Santa Barbara coach Steve Schuck lamented that his ball club, despite being known for hitting the long ball, spends plenty of time working on situational execution — something that failed them in the seventh inning.
“We spend so much time on making the right swings in the right situation, we just didn’t get it done today,” Schuck said. “It’s a lesson that we will learn without a loss, so we can walk away knowing that we need to get better, but nothing is in the loss column.”
Park was outstanding for the home team, working six innings a week after he said that he was all over the place.
“I didn’t have a good outing last week, I just wasn’t throwing strikes, but I felt really good all week,” Park said.
Schuck was impressed by Park’s composure, showing growth from his junior campaign that saw the hurler wear his emotions on his sleeve.
“He really stayed calm, and we are seeing more and more of that,” Schuck said. “In big games like this, you need that in your pitcher.

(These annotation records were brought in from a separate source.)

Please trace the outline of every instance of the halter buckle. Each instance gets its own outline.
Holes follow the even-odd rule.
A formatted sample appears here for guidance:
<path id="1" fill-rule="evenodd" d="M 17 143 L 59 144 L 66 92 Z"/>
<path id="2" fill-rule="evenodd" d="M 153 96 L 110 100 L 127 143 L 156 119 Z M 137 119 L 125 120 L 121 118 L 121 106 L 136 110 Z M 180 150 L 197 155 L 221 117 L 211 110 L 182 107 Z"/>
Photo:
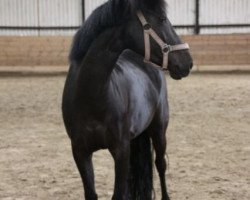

Carter was really big for us today.”
The Dons gave Park a 1-0 lead in the second inning, with Ty Montgomery doubling down the left-field line and coming around to score on a single by Owen Keithley.
San Marcos would knot things up in the fifth inning after they worked the bases loaded and scoring after Manfredonia was hit by a pitch.
While Pepper and his squad were ecstatic to come away with the tie in what the coach labeled as a “hostile environment,” Schuck said it was important for his team to realize one thing.
“The wolf that is climbing the mountain is always hungrier than the wolf at the top,” Schuck said. “We can’t get comfortable, we have to stay hungry.”